– Bárbara, você sabe que eu não acredito nessas coisas.
– Entra logo, Nicolas. A mulher é fera. Já se esqueceu de tudo que ela acertou quando a gente esteve aqui em 2014? A reeleição da Dilma, as manifestações, o impeachment.
– Mas ela não previu nada sobre o mito.
– Ainda tava longe do mito aparecer. Mas hoje ela vai nos dizer se ele ganha ou se vamos virar um país comunista.
– Tá bom, mas você faz as perguntas. Não gosto de papo com essa gente.
…
– Sentem-se. Vocês vieram por causa da eleição, não é?
– Ah, Madame Zohara, a senhora sempre sabe de tudo. É isso mesmo. Quem será nosso próximo presidente? Bolsonaro ou Haddad?
– Meus filhos, minha bola de cristal não mostra nomes. Mas vejo que o próximo governo será transformador.
– Graças a Deus! Transformação é a cara do mito. Será um governo de reformas, de privatizações, de crescimento, né?
– Não vejo nada disso aqui. A transformação acontecerá em outros setores.
– Na relação com o congresso? Já estava na hora do toma-lá-dá-cá acabar.
– Na verdade aqui marca um governo totalmente entregue ao Centrão, cheio de mensaleiros, inclusive nos ministérios.
– Virgem santa! A senhora está dizendo que o PT vai ganhar? Não dá pra confiar nessas urnas eletrônicas mesmo.

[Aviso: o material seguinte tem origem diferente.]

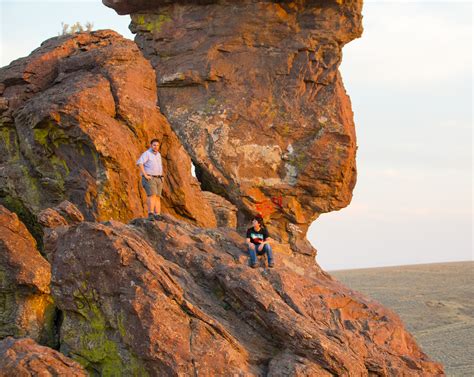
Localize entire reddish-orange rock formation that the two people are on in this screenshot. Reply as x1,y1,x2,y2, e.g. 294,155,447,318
0,0,443,376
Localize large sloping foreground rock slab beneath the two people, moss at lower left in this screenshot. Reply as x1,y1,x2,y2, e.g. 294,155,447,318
46,210,443,376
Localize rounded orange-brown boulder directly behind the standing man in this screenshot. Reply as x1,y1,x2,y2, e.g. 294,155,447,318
0,31,215,226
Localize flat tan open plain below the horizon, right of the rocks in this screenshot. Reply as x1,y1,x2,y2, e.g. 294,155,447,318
330,262,474,376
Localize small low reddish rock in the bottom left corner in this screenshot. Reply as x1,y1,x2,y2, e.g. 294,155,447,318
0,337,87,377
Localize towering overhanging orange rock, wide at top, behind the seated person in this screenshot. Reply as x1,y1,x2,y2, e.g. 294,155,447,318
104,0,362,250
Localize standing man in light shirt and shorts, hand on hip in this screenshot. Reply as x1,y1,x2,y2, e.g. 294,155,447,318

– Tem mais: inflação, juros, dólar e desemprego vão explodir.
– É claro que vão. É só pra isso que esse bando de corruptos presta. Que tristeza.
– (Bárbara, acho que tá na hora da gente ir.)

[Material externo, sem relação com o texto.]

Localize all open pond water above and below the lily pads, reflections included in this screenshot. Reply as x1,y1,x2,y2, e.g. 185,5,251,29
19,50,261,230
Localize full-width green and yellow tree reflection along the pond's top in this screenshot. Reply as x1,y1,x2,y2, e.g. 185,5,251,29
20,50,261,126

– (Espera, Nicolas.) Fale mais, Madame Zohara.
– O desmatamento vai bater recordes, a educação vai retroceder como nunca, e a responsabilidade fiscal será coisa do passado.
– Que Deus tenha piedade de nós. A tal transformação que a senhora mencionou é o comunismo, né?

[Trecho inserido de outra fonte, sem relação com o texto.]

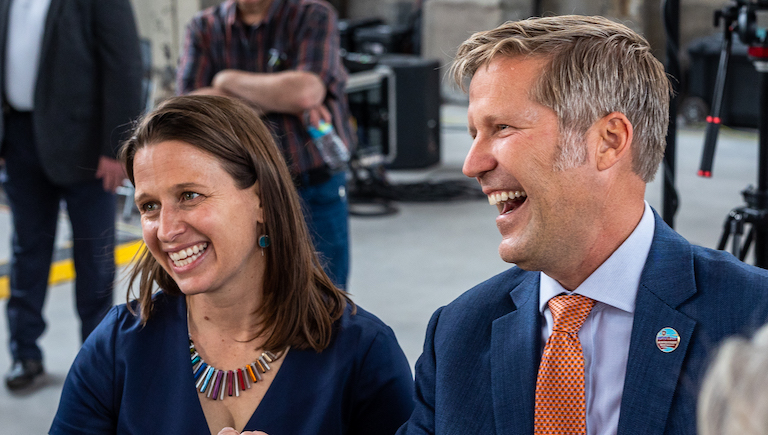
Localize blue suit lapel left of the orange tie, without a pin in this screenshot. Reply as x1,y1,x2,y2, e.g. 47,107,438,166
491,273,541,434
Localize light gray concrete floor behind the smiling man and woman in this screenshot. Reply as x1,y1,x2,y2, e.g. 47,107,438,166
0,105,758,435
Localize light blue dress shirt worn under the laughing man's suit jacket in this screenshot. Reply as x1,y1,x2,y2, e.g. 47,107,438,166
539,202,655,435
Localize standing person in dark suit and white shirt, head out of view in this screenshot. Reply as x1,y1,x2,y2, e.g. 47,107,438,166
0,0,143,390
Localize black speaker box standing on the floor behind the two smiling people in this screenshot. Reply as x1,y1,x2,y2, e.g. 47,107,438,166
379,54,440,169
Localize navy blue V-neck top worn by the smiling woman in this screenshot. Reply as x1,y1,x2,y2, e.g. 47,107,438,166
50,292,413,435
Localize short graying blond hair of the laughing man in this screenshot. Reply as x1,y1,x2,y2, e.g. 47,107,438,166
451,15,672,182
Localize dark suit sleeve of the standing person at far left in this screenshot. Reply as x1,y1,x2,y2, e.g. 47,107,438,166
93,0,144,158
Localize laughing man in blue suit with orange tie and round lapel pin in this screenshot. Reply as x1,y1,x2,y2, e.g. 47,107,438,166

– As maiores transformações virão na área da saúde, da política externa, e dos auxílios sociais.
– Tenho até medo de perguntar…
– O novo presidente será abertamente contrário à vacinação, o Brasil se tornará um dos maiores aliados da Rússia, e os gastos com o bolsa-família vão mais que dobrar.
– (Bárbara, chega de ouvir bobagem. Nem um governo petista seria tão ruim assim. Vamos embora.)
– (Cala a boca, Nicolas.) Madame Zohara, e nós, pessoas de bem, vamos ficar quietas?